It isn’t quite Dirty Dancing, in which the stage ‘adaptation’ (inverted commas deliberate) is so faithful to the motion picture that one can’t help thinking, although the musical version is very enjoyable, that it would have been less geographically and financially inconvenient to have watched the film again at home instead. But there still seems to be, at least to me, a slight missed opportunity to adapt Young Frankenstein further from its previous big screen incarnation.
There is almost an unwillingness to even want to stray too far away from the 1974 movie. The script is even replete with references to how the storyline is typical of comedy horror movies. So many lines from the film reappear on stage that I couldn’t help but think of watching it again. By ‘it’ I mean the movie, not the stage show, which is probably not what the show’s producers intended.

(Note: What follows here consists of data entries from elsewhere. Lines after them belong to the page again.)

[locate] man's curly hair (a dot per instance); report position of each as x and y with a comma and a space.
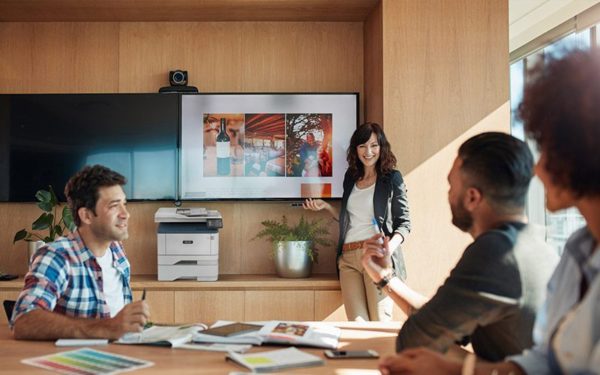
561, 112
387, 160
82, 189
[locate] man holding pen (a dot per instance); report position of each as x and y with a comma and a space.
78, 286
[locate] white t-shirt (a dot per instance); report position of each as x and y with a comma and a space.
112, 283
360, 214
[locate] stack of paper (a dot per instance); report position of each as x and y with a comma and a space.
275, 360
280, 332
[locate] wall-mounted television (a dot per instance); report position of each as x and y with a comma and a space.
45, 138
265, 146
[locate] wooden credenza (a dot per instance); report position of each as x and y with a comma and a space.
232, 297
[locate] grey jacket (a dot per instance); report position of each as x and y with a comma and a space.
492, 295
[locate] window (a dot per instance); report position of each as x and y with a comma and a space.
559, 225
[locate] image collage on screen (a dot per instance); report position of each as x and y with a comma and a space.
267, 144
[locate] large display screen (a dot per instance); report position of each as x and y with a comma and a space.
265, 146
45, 138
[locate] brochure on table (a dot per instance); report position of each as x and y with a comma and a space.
275, 360
173, 336
279, 332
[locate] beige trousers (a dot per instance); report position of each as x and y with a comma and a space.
361, 298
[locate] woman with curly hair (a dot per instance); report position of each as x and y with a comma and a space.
373, 190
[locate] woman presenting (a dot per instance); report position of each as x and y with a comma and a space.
374, 200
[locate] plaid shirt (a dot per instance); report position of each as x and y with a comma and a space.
65, 278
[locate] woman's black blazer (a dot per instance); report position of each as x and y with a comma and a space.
391, 211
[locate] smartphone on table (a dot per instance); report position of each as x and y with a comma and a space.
340, 354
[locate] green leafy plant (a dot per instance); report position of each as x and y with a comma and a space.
306, 230
48, 203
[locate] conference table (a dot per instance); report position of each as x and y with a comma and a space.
379, 336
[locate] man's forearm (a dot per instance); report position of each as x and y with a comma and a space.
46, 325
406, 298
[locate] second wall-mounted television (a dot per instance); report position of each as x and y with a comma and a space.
46, 138
265, 146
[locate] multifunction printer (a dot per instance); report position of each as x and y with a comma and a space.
188, 243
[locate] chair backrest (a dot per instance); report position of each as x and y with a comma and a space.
9, 306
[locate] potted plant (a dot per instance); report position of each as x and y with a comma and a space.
295, 247
48, 220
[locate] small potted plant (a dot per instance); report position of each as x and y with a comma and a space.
295, 247
48, 220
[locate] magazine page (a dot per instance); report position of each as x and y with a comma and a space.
226, 332
302, 334
276, 360
173, 336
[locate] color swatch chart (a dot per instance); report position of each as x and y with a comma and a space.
87, 361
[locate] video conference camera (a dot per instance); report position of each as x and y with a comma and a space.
178, 79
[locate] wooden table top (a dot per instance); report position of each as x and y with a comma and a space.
355, 336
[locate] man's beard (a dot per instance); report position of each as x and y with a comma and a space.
461, 218
109, 233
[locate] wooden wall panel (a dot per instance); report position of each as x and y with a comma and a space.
220, 57
284, 305
445, 77
374, 66
243, 56
208, 306
329, 306
55, 57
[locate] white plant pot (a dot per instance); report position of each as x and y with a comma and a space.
292, 260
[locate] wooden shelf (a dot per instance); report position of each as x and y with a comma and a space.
184, 10
225, 282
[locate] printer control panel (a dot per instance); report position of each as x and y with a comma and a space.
214, 223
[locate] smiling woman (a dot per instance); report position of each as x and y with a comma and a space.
373, 190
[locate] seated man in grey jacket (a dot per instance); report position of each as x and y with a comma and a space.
492, 294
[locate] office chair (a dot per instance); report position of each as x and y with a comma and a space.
8, 308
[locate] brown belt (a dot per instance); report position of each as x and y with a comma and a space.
352, 245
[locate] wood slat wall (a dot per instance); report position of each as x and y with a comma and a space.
445, 78
220, 57
435, 71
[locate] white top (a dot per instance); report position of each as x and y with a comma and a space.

It’s not like there wasn’t any thought whatsoever put into the musical: far from it. There are 19 musical numbers, for instance, far fewer than in the film, though it is with a tinge of regret that in a world of modern musical theatre where the actor as musician is so prevalent, more convincing and more prominent actor-musicianship does not appear here.
There isn’t much between Gene Wilder’s Dr Frederick Frankenstein on the screen and Hadley Fraser’s portrayal of the same character on the London stage – and I mean that in a good way. Fraser’s stage presence is, as ever, quite extraordinary, here stamping his own authority on the role, and Shuler Hensley is perfectly cast as Frankenstein’s ‘Monster’, utterly convincing in whatever state of mind his creator has programmed for him to be in. It’s Ross Noble as Igor that has the best comic timing and hilarious facial expressions – pictures that paint many words.
The emphasis is more on comedy than horror, which is just as well, as horror is difficult to portray on stage (even if The Woman in Black continues to spook audiences). It is one of those shows that is very, very shallow and silly, and knows it is. Some of the punchlines are rather like Christmas cracker jokes, that unite people in agreeing how bad they are instead of trying too hard to actually be funny.
Elsewhere, however, the feminists who have criticised the show have a point, and the silliness does indeed spill over into something less palatable. An example: in ‘He Vas My Boyfriend’ (and it is ‘Vas’ not ‘Was’, for Frau Blücher (Lesley Joseph) speaks in such a ‘vay’) there are lyrics such as, “He stabbed me with a kitchen knife” and “I vas the first thing that he’d hit”. Oh dear.
This musical finally comes into its own in an extended version of ‘Puttin’ On The Ritz’, which serves, in effect, as the eleven o’clock number, though the way in which the narrative is played out significantly mutes the audience applause at the song’s end. The choreography (Susan Stroman) is lively and energetic. The set is, unfortunately, more than a tad disappointing. It’s largely cheap and tacky, and I would have expected a higher standard for a West End show. Still, all things considered, there were some proper laugh-out-loud moments to savour in an unsubtle but nonetheless cheeky production.